The snobbish ignorance of the BBC
Town & Country Planning, May 2008
I remember Simon Jenkins, years ago, arguing that – if you listened carefully to the tone with which interviewers asked their questions – it was clear that the BBC had an economic policy of their very own. It was more public spending.
Using this same principle, especially at election time, they also have an administrative policy: they want to centralise things. They don’t like ‘postcode lotteries’.
Not long after Simon Jenkins’ article, I came to a similar conclusion about them myself, listening to an innocuous item on Woman’s Hour about those thoughtless people who don’t display their house number clearly enough for ambulance drivers to read it. All the interviewer could think to ask about it was: “When is the government going to legislate?”

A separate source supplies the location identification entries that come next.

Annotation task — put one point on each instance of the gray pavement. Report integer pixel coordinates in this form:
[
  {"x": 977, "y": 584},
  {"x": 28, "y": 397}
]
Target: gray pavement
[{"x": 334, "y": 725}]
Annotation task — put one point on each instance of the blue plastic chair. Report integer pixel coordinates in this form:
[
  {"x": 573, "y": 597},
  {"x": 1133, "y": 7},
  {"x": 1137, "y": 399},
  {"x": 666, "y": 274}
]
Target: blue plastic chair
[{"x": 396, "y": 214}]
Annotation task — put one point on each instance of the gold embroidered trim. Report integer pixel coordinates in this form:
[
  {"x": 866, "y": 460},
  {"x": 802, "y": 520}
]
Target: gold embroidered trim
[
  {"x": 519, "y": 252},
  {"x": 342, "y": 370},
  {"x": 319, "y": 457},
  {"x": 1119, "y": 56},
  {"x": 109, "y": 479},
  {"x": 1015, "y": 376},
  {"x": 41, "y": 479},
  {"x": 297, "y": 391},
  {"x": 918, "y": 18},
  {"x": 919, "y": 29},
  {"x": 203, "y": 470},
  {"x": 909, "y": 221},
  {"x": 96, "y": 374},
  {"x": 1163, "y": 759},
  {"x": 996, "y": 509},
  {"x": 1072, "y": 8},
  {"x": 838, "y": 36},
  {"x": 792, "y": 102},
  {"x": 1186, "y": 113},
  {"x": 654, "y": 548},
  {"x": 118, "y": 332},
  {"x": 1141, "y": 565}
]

Actually, all this is rather insidious, and especially so if you were unfortunate enough to turn on a BBC local election night special – with David Dimbleby presiding in all his eminence – in order to learn the remotest thing about local government.
All those interviewed are either national politicians, psephologists and pollsters. All the questions are about national trends and the implications for general elections and, in this deeply boring format, the party spokespeople go through their inevitable and predictable motions around whatever the results happen to be.
I’ve just turned on BBC News 24 in order to get details of the local election results – voting was yesterday – and could only find Jeremy Vine pointing to an expensive computer graphic which identified precisely where Bury was on a map of Britain. “Those two Labour MPs in Bury must be quaking in their shoes,” he said.
Well, maybe they are. But should not the BBC’s famous mission to explain have taken me a little more deeply into the political situation in Bury, and anywhere else which had changed hands.
What were the local issues? Why Bury? Who are the local personalities and why? How does that relate to other parts of the country?
But if you were interested in the answers to any of those questions, or indeed anything else about the election issues – rather than what would happen if you extrapolated the results to Westminster – you would have remained ignorant.
The truth is that the ignorance of the BBC about local government knows no bounds. It isn’t necessary: the BBC local radio network should give them an insight into what is actually happening on the ground and why, place by place.
The trouble is, it isn’t really an oversight either. The BBC has never covered local government, believes people are bored by it, believes they know nothing about it by choice, when actually these convictions are to some extent self-fulfilling.
Of course people know nothing about local government if the BBC never covers it. Tune into their regional television news programmes hoping to find out something, and all you get is pictures of the latest car crashes. It’s more like The Shipping News.
There is more than a whiff here of the kind of effete snobbery that the British metropolitan establishment has about anything local, and which underpins the sclerotic centralisation which bedevils anything worthwhile here.
A little over a decade ago, when I was editor of one of the party political weeklies – there is only one of them left now that Labour Weekly and Conservative News have gone the way of all flesh – I wrote an editorial about BBC local election coverage.
I wrote it in the middle of the night, having been incensed by the vacuous stuff trotted out again by Dimbleby, and stuck a headline on the top which described the problem as ‘The wilful, snobbish ignorance of the BBC’.
A day or so later, I heard on the grapevine that somebody had photocopied it and put a copy on every desk over at the BBC Westminster studios.
For a brief period (about ten minutes), I imagined this might be an influential moment – one of my little fantasies, I fear – but of course it didn’t make much difference. We still have the same old rubbish purporting to be local election coverage, the same bizarre local stories and personalities excised from our screens – in case we feel that somehow the BBC has become less than its slick, sophisticated metropolitan self.
It’s a pity, because the idea that our towns and cities are all identical cookie-cutter places, with identical cookie-cutter policies, is a really damaging fantasy which is throttling the life out of them. Thanks, BBC, but no thanks.